Support Vector Machine Training • Data set of 131 non-redundant protein sequences. • Jack knife cross-validation - sequences with >25% sequence identity removed from training sets. • Signal peptide SVM – 10-fold cross validation + additional data from Phobius set and SWISS-PROT (2654 sequences). • PSI-BLAST profiles vs Uniref 90. E-value threshold for inclusion = 0.001 • Normalise by Z-score. • 27-35 (update - 41) residue sliding window. • Transduction. • Optimise window size, kernel choice and parameters using Mathew's Correlation Coefficient:
Window Size H/L SVM Split 1: 37 39 35 33 31 MCC 1: 0.79 0.79 0.79 0.79 0.79 Split 2: 37 35 39 33 31 MCC 2: 0.82 0.82 0.82 0.82 0.81 * * * I/O SVM Split 1: 43 45 41 39 37 35 33 MCC 1: 0.66 0.66 0.66 0.66 0.65 0.64 0.63 Split 2: 45 43 41 39 37 35 33 MCC 2: 0.55 0.55 0.55 0.55 0.54 0.54 0.52 * * * * * Max TM helix length = 33 residues Average TM helix length = 21 residues Average topogenic loop (< 60 residues) length = 19 residues
Dynamic Programming • Modified version of original MEMSAT algorithm, treating TM helices as discrete units, rather than separating them into inside, outside and middle components. • Re-entrant helix and signal peptide states were added. • Residues were therefore predicted to lie in one of five different topological regions: inside loop, outside loop, TM helix, re-entrant helix and signal peptide. • For evaluating signal peptide preference, residues with positive signal peptide scores up to position 30 in a target sequence were added to the outside loop score and subtracted from the inside loops score, in order to direct prediction towards a non-cytoplasmic amino terminal. • The value was also scaled by a factor of 10 and subtracted from the TM helix SVM score to prevent TM helix prediction. • For the same reason, positive re-entrant helix scores were scaled by a factor of 10 and subtracted from the TM helix SVM score
Overall Prediction Accuracy • Benchmark results for the SVM-based method ('TMSVM') against a selection of leading topology predictors. 'Correct signal peptide' and 'correct re-entrant helix' refer to correct topology prediction for proteins containing these features. TMSVM was able to detect signal peptides with 92% accuracy, and re-entrant helices with 39% accuracy. No false positives of either class were predicted. • OCTOPUS results were not cross-validated therefore are likely to be overestimated as there is considerable overlap between test and training sets. • Tested vs the Möller (low resolution) data set – scores 77%, same as MEMSAT3.

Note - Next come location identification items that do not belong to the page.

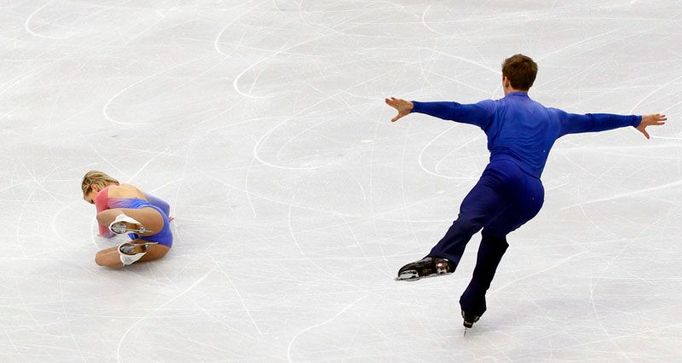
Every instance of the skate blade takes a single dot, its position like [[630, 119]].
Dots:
[[409, 275], [412, 275]]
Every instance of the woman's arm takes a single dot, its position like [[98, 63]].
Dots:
[[102, 204]]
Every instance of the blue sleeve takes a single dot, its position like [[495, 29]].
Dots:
[[479, 114], [571, 123], [165, 207]]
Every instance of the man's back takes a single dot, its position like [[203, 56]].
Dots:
[[520, 129]]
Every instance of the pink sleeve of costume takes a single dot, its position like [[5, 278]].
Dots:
[[101, 204]]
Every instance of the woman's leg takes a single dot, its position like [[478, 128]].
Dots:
[[149, 217], [110, 257]]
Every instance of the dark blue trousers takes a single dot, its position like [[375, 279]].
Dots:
[[504, 199]]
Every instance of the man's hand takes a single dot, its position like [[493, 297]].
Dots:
[[651, 120], [404, 107]]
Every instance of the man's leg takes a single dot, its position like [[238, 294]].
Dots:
[[483, 203], [490, 252], [530, 197]]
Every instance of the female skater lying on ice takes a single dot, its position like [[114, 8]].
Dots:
[[122, 208], [520, 134]]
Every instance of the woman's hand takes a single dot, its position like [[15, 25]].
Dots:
[[402, 106], [655, 119]]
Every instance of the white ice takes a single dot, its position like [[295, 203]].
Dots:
[[296, 200]]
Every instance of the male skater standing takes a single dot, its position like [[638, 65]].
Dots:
[[520, 134]]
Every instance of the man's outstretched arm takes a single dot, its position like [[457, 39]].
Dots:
[[478, 114], [594, 122]]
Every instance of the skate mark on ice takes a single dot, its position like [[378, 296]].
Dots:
[[293, 340], [239, 295], [625, 195], [125, 334]]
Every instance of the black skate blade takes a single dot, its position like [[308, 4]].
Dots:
[[412, 275], [409, 275]]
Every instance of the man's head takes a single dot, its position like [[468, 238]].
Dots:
[[518, 73]]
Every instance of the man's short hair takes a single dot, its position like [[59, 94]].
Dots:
[[520, 70]]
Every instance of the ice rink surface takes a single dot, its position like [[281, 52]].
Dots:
[[296, 200]]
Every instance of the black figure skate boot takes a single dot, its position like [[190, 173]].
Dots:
[[426, 267], [469, 319]]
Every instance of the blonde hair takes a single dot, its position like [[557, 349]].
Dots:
[[98, 178]]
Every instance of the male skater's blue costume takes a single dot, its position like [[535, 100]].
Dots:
[[520, 133]]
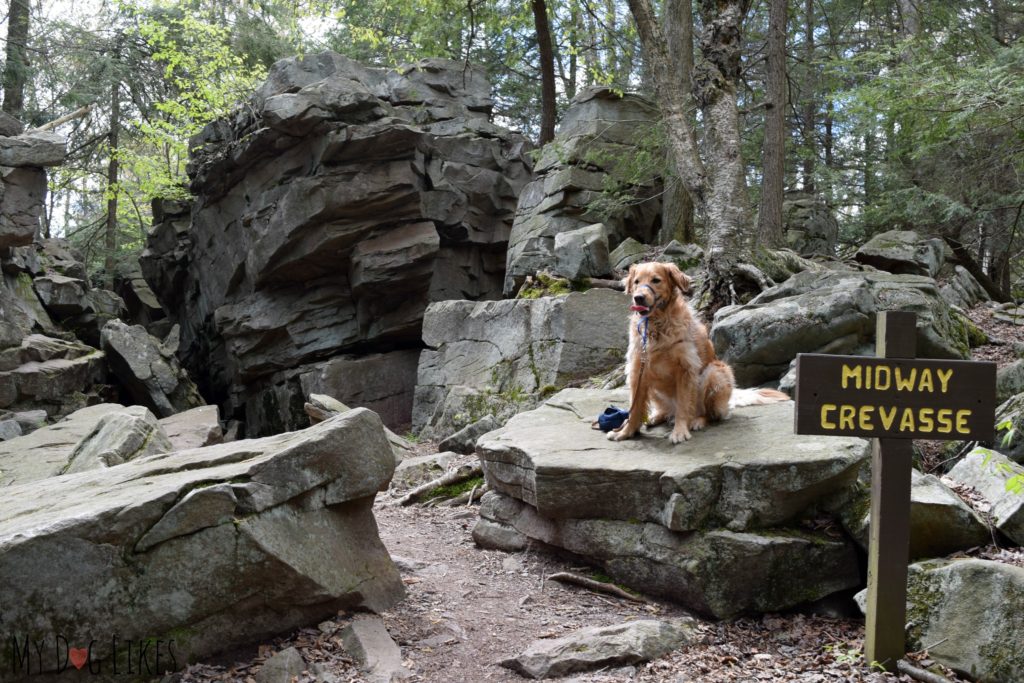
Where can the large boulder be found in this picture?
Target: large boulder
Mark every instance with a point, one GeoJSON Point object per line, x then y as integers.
{"type": "Point", "coordinates": [50, 374]}
{"type": "Point", "coordinates": [712, 523]}
{"type": "Point", "coordinates": [200, 551]}
{"type": "Point", "coordinates": [388, 189]}
{"type": "Point", "coordinates": [903, 251]}
{"type": "Point", "coordinates": [970, 615]}
{"type": "Point", "coordinates": [830, 311]}
{"type": "Point", "coordinates": [119, 437]}
{"type": "Point", "coordinates": [499, 357]}
{"type": "Point", "coordinates": [46, 452]}
{"type": "Point", "coordinates": [811, 228]}
{"type": "Point", "coordinates": [148, 372]}
{"type": "Point", "coordinates": [940, 522]}
{"type": "Point", "coordinates": [598, 136]}
{"type": "Point", "coordinates": [989, 472]}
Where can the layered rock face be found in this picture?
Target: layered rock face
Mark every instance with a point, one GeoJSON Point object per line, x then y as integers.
{"type": "Point", "coordinates": [197, 551]}
{"type": "Point", "coordinates": [329, 212]}
{"type": "Point", "coordinates": [559, 223]}
{"type": "Point", "coordinates": [713, 523]}
{"type": "Point", "coordinates": [500, 357]}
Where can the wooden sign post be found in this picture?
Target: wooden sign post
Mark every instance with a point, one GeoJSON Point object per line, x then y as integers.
{"type": "Point", "coordinates": [893, 398]}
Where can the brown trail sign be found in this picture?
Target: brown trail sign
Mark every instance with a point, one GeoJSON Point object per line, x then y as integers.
{"type": "Point", "coordinates": [893, 398]}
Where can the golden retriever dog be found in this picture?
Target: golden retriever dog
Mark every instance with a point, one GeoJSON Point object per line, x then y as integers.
{"type": "Point", "coordinates": [671, 367]}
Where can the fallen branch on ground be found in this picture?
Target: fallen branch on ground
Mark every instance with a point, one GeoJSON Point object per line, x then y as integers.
{"type": "Point", "coordinates": [455, 476]}
{"type": "Point", "coordinates": [905, 667]}
{"type": "Point", "coordinates": [77, 114]}
{"type": "Point", "coordinates": [599, 586]}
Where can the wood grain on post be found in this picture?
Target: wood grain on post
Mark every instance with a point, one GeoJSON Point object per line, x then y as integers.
{"type": "Point", "coordinates": [888, 555]}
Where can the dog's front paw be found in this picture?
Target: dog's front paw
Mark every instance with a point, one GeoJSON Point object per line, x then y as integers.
{"type": "Point", "coordinates": [617, 434]}
{"type": "Point", "coordinates": [679, 435]}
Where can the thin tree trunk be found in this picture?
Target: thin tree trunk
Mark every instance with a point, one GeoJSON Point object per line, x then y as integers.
{"type": "Point", "coordinates": [677, 206]}
{"type": "Point", "coordinates": [770, 230]}
{"type": "Point", "coordinates": [547, 71]}
{"type": "Point", "coordinates": [810, 146]}
{"type": "Point", "coordinates": [112, 186]}
{"type": "Point", "coordinates": [15, 72]}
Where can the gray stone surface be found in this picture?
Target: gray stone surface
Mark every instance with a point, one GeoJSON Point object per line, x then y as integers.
{"type": "Point", "coordinates": [23, 193]}
{"type": "Point", "coordinates": [708, 523]}
{"type": "Point", "coordinates": [830, 311]}
{"type": "Point", "coordinates": [969, 613]}
{"type": "Point", "coordinates": [499, 357]}
{"type": "Point", "coordinates": [420, 469]}
{"type": "Point", "coordinates": [597, 134]}
{"type": "Point", "coordinates": [749, 472]}
{"type": "Point", "coordinates": [194, 428]}
{"type": "Point", "coordinates": [596, 647]}
{"type": "Point", "coordinates": [940, 522]}
{"type": "Point", "coordinates": [626, 254]}
{"type": "Point", "coordinates": [45, 452]}
{"type": "Point", "coordinates": [47, 373]}
{"type": "Point", "coordinates": [811, 229]}
{"type": "Point", "coordinates": [716, 572]}
{"type": "Point", "coordinates": [988, 471]}
{"type": "Point", "coordinates": [961, 289]}
{"type": "Point", "coordinates": [382, 382]}
{"type": "Point", "coordinates": [464, 440]}
{"type": "Point", "coordinates": [330, 406]}
{"type": "Point", "coordinates": [390, 188]}
{"type": "Point", "coordinates": [117, 438]}
{"type": "Point", "coordinates": [903, 252]}
{"type": "Point", "coordinates": [9, 429]}
{"type": "Point", "coordinates": [298, 545]}
{"type": "Point", "coordinates": [583, 253]}
{"type": "Point", "coordinates": [150, 374]}
{"type": "Point", "coordinates": [368, 641]}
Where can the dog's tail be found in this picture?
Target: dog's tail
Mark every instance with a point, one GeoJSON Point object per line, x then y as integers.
{"type": "Point", "coordinates": [756, 397]}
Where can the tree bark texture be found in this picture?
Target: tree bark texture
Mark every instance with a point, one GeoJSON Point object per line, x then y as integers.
{"type": "Point", "coordinates": [770, 230]}
{"type": "Point", "coordinates": [677, 206]}
{"type": "Point", "coordinates": [112, 186]}
{"type": "Point", "coordinates": [547, 54]}
{"type": "Point", "coordinates": [15, 72]}
{"type": "Point", "coordinates": [718, 187]}
{"type": "Point", "coordinates": [809, 108]}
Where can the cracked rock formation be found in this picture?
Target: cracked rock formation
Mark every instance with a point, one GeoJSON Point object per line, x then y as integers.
{"type": "Point", "coordinates": [200, 550]}
{"type": "Point", "coordinates": [329, 211]}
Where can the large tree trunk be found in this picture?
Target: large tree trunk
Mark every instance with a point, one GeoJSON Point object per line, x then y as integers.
{"type": "Point", "coordinates": [717, 187]}
{"type": "Point", "coordinates": [110, 260]}
{"type": "Point", "coordinates": [809, 108]}
{"type": "Point", "coordinates": [15, 72]}
{"type": "Point", "coordinates": [677, 206]}
{"type": "Point", "coordinates": [770, 230]}
{"type": "Point", "coordinates": [547, 71]}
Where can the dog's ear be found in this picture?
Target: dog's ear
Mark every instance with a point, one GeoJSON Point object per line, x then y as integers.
{"type": "Point", "coordinates": [628, 280]}
{"type": "Point", "coordinates": [679, 279]}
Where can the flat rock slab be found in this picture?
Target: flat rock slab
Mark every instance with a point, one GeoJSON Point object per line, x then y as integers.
{"type": "Point", "coordinates": [368, 641]}
{"type": "Point", "coordinates": [204, 550]}
{"type": "Point", "coordinates": [749, 472]}
{"type": "Point", "coordinates": [45, 452]}
{"type": "Point", "coordinates": [602, 646]}
{"type": "Point", "coordinates": [970, 615]}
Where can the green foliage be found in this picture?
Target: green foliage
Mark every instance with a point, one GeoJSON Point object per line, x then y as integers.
{"type": "Point", "coordinates": [205, 78]}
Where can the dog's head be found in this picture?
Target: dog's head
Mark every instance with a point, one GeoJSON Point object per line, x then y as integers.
{"type": "Point", "coordinates": [652, 286]}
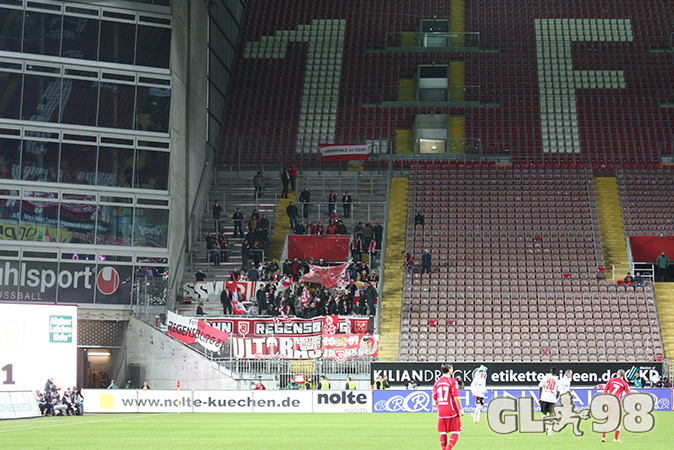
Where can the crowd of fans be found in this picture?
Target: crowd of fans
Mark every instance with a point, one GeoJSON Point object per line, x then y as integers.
{"type": "Point", "coordinates": [285, 295]}
{"type": "Point", "coordinates": [53, 402]}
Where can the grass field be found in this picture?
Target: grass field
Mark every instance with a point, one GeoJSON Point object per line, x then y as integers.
{"type": "Point", "coordinates": [297, 432]}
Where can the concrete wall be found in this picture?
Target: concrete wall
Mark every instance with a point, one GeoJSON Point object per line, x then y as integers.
{"type": "Point", "coordinates": [188, 122]}
{"type": "Point", "coordinates": [165, 361]}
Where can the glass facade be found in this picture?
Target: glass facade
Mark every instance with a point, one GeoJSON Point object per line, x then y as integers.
{"type": "Point", "coordinates": [85, 98]}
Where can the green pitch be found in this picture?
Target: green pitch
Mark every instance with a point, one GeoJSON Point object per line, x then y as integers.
{"type": "Point", "coordinates": [296, 432]}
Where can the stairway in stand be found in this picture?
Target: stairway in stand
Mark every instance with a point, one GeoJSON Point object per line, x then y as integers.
{"type": "Point", "coordinates": [664, 297]}
{"type": "Point", "coordinates": [389, 329]}
{"type": "Point", "coordinates": [610, 223]}
{"type": "Point", "coordinates": [281, 228]}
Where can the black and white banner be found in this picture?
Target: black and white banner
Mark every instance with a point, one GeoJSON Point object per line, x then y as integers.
{"type": "Point", "coordinates": [516, 374]}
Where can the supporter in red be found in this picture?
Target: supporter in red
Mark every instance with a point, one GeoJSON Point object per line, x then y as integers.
{"type": "Point", "coordinates": [446, 399]}
{"type": "Point", "coordinates": [292, 171]}
{"type": "Point", "coordinates": [332, 200]}
{"type": "Point", "coordinates": [629, 281]}
{"type": "Point", "coordinates": [408, 262]}
{"type": "Point", "coordinates": [619, 387]}
{"type": "Point", "coordinates": [357, 249]}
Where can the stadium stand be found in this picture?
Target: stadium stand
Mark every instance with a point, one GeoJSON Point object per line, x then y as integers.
{"type": "Point", "coordinates": [515, 277]}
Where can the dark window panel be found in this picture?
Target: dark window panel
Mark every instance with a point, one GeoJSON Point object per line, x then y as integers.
{"type": "Point", "coordinates": [77, 222]}
{"type": "Point", "coordinates": [42, 33]}
{"type": "Point", "coordinates": [10, 154]}
{"type": "Point", "coordinates": [151, 228]}
{"type": "Point", "coordinates": [10, 209]}
{"type": "Point", "coordinates": [154, 46]}
{"type": "Point", "coordinates": [10, 92]}
{"type": "Point", "coordinates": [116, 105]}
{"type": "Point", "coordinates": [80, 38]}
{"type": "Point", "coordinates": [11, 25]}
{"type": "Point", "coordinates": [153, 109]}
{"type": "Point", "coordinates": [115, 225]}
{"type": "Point", "coordinates": [117, 42]}
{"type": "Point", "coordinates": [39, 220]}
{"type": "Point", "coordinates": [78, 164]}
{"type": "Point", "coordinates": [152, 170]}
{"type": "Point", "coordinates": [115, 167]}
{"type": "Point", "coordinates": [39, 161]}
{"type": "Point", "coordinates": [79, 102]}
{"type": "Point", "coordinates": [41, 98]}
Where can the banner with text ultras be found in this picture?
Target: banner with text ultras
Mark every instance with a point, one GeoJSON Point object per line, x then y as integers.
{"type": "Point", "coordinates": [68, 282]}
{"type": "Point", "coordinates": [37, 342]}
{"type": "Point", "coordinates": [18, 405]}
{"type": "Point", "coordinates": [158, 401]}
{"type": "Point", "coordinates": [516, 374]}
{"type": "Point", "coordinates": [394, 401]}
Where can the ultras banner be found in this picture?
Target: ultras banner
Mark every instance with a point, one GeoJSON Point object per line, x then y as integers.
{"type": "Point", "coordinates": [191, 330]}
{"type": "Point", "coordinates": [393, 401]}
{"type": "Point", "coordinates": [262, 327]}
{"type": "Point", "coordinates": [516, 374]}
{"type": "Point", "coordinates": [337, 347]}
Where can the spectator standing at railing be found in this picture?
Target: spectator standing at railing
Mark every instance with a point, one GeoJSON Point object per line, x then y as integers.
{"type": "Point", "coordinates": [332, 200]}
{"type": "Point", "coordinates": [426, 262]}
{"type": "Point", "coordinates": [346, 204]}
{"type": "Point", "coordinates": [371, 296]}
{"type": "Point", "coordinates": [226, 300]}
{"type": "Point", "coordinates": [367, 234]}
{"type": "Point", "coordinates": [305, 198]}
{"type": "Point", "coordinates": [378, 233]}
{"type": "Point", "coordinates": [200, 275]}
{"type": "Point", "coordinates": [299, 229]}
{"type": "Point", "coordinates": [237, 217]}
{"type": "Point", "coordinates": [292, 172]}
{"type": "Point", "coordinates": [223, 244]}
{"type": "Point", "coordinates": [311, 228]}
{"type": "Point", "coordinates": [285, 181]}
{"type": "Point", "coordinates": [661, 265]}
{"type": "Point", "coordinates": [357, 249]}
{"type": "Point", "coordinates": [258, 184]}
{"type": "Point", "coordinates": [217, 210]}
{"type": "Point", "coordinates": [372, 250]}
{"type": "Point", "coordinates": [292, 212]}
{"type": "Point", "coordinates": [638, 280]}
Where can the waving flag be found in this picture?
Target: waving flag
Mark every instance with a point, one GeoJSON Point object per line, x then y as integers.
{"type": "Point", "coordinates": [330, 276]}
{"type": "Point", "coordinates": [305, 298]}
{"type": "Point", "coordinates": [237, 306]}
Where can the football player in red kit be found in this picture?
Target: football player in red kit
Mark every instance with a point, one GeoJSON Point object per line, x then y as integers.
{"type": "Point", "coordinates": [616, 386]}
{"type": "Point", "coordinates": [446, 399]}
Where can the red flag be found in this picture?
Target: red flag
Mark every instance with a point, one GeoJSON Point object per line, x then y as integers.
{"type": "Point", "coordinates": [305, 298]}
{"type": "Point", "coordinates": [330, 277]}
{"type": "Point", "coordinates": [237, 306]}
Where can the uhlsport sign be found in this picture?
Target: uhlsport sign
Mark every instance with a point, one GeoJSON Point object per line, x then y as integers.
{"type": "Point", "coordinates": [72, 282]}
{"type": "Point", "coordinates": [515, 374]}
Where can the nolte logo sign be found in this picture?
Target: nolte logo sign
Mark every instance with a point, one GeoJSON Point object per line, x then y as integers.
{"type": "Point", "coordinates": [343, 398]}
{"type": "Point", "coordinates": [508, 415]}
{"type": "Point", "coordinates": [44, 279]}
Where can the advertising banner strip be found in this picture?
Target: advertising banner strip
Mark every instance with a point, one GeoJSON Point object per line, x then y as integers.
{"type": "Point", "coordinates": [334, 152]}
{"type": "Point", "coordinates": [516, 374]}
{"type": "Point", "coordinates": [263, 327]}
{"type": "Point", "coordinates": [188, 401]}
{"type": "Point", "coordinates": [396, 401]}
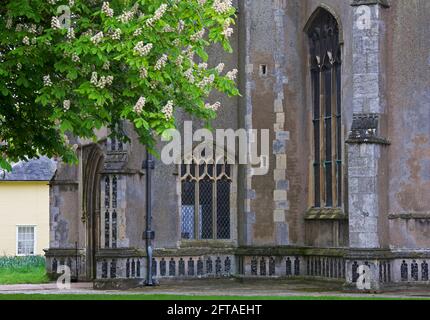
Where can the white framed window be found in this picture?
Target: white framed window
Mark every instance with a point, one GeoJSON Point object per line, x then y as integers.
{"type": "Point", "coordinates": [25, 240]}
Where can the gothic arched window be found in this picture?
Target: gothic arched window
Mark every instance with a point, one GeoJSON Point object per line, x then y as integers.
{"type": "Point", "coordinates": [205, 189]}
{"type": "Point", "coordinates": [325, 54]}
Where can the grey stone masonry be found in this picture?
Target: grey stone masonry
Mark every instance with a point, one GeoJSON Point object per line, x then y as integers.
{"type": "Point", "coordinates": [366, 163]}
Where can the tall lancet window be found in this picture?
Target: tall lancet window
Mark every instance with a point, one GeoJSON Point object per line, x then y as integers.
{"type": "Point", "coordinates": [110, 224]}
{"type": "Point", "coordinates": [325, 54]}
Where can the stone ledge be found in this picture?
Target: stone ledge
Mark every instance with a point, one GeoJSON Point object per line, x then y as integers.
{"type": "Point", "coordinates": [382, 3]}
{"type": "Point", "coordinates": [290, 251]}
{"type": "Point", "coordinates": [120, 253]}
{"type": "Point", "coordinates": [325, 214]}
{"type": "Point", "coordinates": [194, 251]}
{"type": "Point", "coordinates": [64, 252]}
{"type": "Point", "coordinates": [410, 215]}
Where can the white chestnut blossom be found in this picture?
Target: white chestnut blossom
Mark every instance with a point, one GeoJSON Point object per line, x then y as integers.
{"type": "Point", "coordinates": [70, 34]}
{"type": "Point", "coordinates": [102, 82]}
{"type": "Point", "coordinates": [97, 38]}
{"type": "Point", "coordinates": [137, 32]}
{"type": "Point", "coordinates": [190, 76]}
{"type": "Point", "coordinates": [198, 35]}
{"type": "Point", "coordinates": [107, 10]}
{"type": "Point", "coordinates": [55, 23]}
{"type": "Point", "coordinates": [220, 67]}
{"type": "Point", "coordinates": [157, 15]}
{"type": "Point", "coordinates": [9, 23]}
{"type": "Point", "coordinates": [161, 63]}
{"type": "Point", "coordinates": [206, 81]}
{"type": "Point", "coordinates": [116, 35]}
{"type": "Point", "coordinates": [26, 41]}
{"type": "Point", "coordinates": [138, 108]}
{"type": "Point", "coordinates": [203, 66]}
{"type": "Point", "coordinates": [231, 75]}
{"type": "Point", "coordinates": [222, 6]}
{"type": "Point", "coordinates": [75, 58]}
{"type": "Point", "coordinates": [66, 105]}
{"type": "Point", "coordinates": [126, 16]}
{"type": "Point", "coordinates": [179, 60]}
{"type": "Point", "coordinates": [181, 26]}
{"type": "Point", "coordinates": [94, 78]}
{"type": "Point", "coordinates": [227, 32]}
{"type": "Point", "coordinates": [142, 49]}
{"type": "Point", "coordinates": [47, 81]}
{"type": "Point", "coordinates": [168, 110]}
{"type": "Point", "coordinates": [143, 73]}
{"type": "Point", "coordinates": [213, 107]}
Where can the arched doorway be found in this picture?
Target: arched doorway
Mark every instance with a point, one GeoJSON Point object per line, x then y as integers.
{"type": "Point", "coordinates": [92, 162]}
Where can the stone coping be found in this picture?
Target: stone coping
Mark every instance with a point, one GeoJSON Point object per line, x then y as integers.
{"type": "Point", "coordinates": [410, 215]}
{"type": "Point", "coordinates": [325, 214]}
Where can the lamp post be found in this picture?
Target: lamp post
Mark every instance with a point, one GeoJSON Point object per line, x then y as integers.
{"type": "Point", "coordinates": [149, 234]}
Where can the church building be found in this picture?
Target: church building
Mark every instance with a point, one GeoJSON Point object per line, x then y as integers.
{"type": "Point", "coordinates": [343, 87]}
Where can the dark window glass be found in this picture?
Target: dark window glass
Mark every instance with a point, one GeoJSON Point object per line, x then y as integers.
{"type": "Point", "coordinates": [327, 110]}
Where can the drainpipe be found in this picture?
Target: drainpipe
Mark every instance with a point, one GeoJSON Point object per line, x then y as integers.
{"type": "Point", "coordinates": [149, 234]}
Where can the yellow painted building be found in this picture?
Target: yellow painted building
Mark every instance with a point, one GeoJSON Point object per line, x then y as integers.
{"type": "Point", "coordinates": [24, 208]}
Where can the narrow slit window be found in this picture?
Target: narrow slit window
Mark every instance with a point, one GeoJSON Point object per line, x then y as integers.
{"type": "Point", "coordinates": [325, 54]}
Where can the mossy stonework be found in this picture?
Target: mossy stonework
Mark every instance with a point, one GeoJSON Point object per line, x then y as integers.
{"type": "Point", "coordinates": [347, 105]}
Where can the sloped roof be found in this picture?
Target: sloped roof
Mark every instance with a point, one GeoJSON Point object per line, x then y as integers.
{"type": "Point", "coordinates": [41, 169]}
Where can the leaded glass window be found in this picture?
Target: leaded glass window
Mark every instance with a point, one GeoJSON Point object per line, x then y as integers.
{"type": "Point", "coordinates": [110, 225]}
{"type": "Point", "coordinates": [25, 240]}
{"type": "Point", "coordinates": [205, 201]}
{"type": "Point", "coordinates": [325, 53]}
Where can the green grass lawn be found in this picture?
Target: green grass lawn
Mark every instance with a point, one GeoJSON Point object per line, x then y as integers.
{"type": "Point", "coordinates": [22, 270]}
{"type": "Point", "coordinates": [176, 297]}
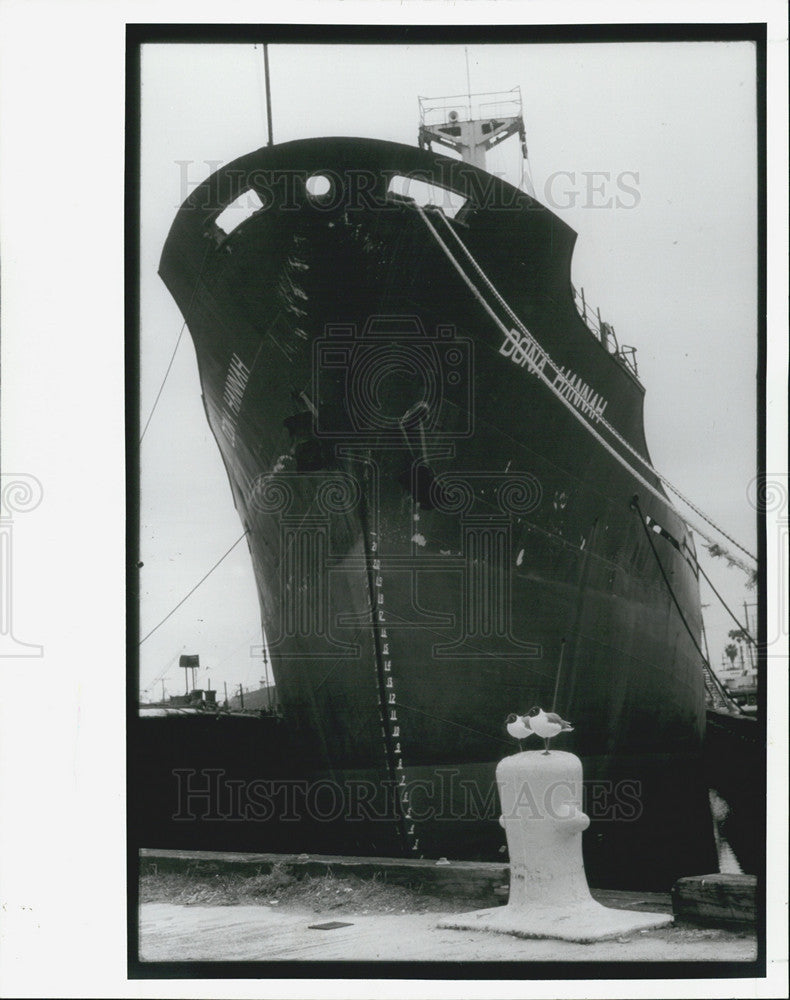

Discriminating between TM and Globular Proteins • For SVM training, we used 416 randomly chosen proteins from the MEMSAT3 [11] set which consists of 2685 non-redundant chains from globular proteins of known structure, combined with our novel set of 131 TM proteins. • The remaining 2269 sequences were used used as test cases. PSI-BLAST profiles were generated for all sequences and 10-fold cross validation was used to assess performance, again removing sequences from the training fold with greater than 25% sequences identity to any sequence in the test fold. • Window size = 33, Kernel = RBF, MCC = 0.78
Conclusions • Novel SVM-based approach predicts correct topology with 88% accuracy, 9% higher than next best method OCTOPUS. • Incorporates signal peptide and re-entrant helix prediction. • Signal peptide containing proteins correctly predicted with 92% accuracy. • Re-entrant helix containing proteins correctly predicted with 55% accuracy – room for improvement. • Good TM/globular protein discrimination – combined with SP prediction, highly suited to whole genome analysis. • Further work • SVM to predict amphipathic/pore-forming helices.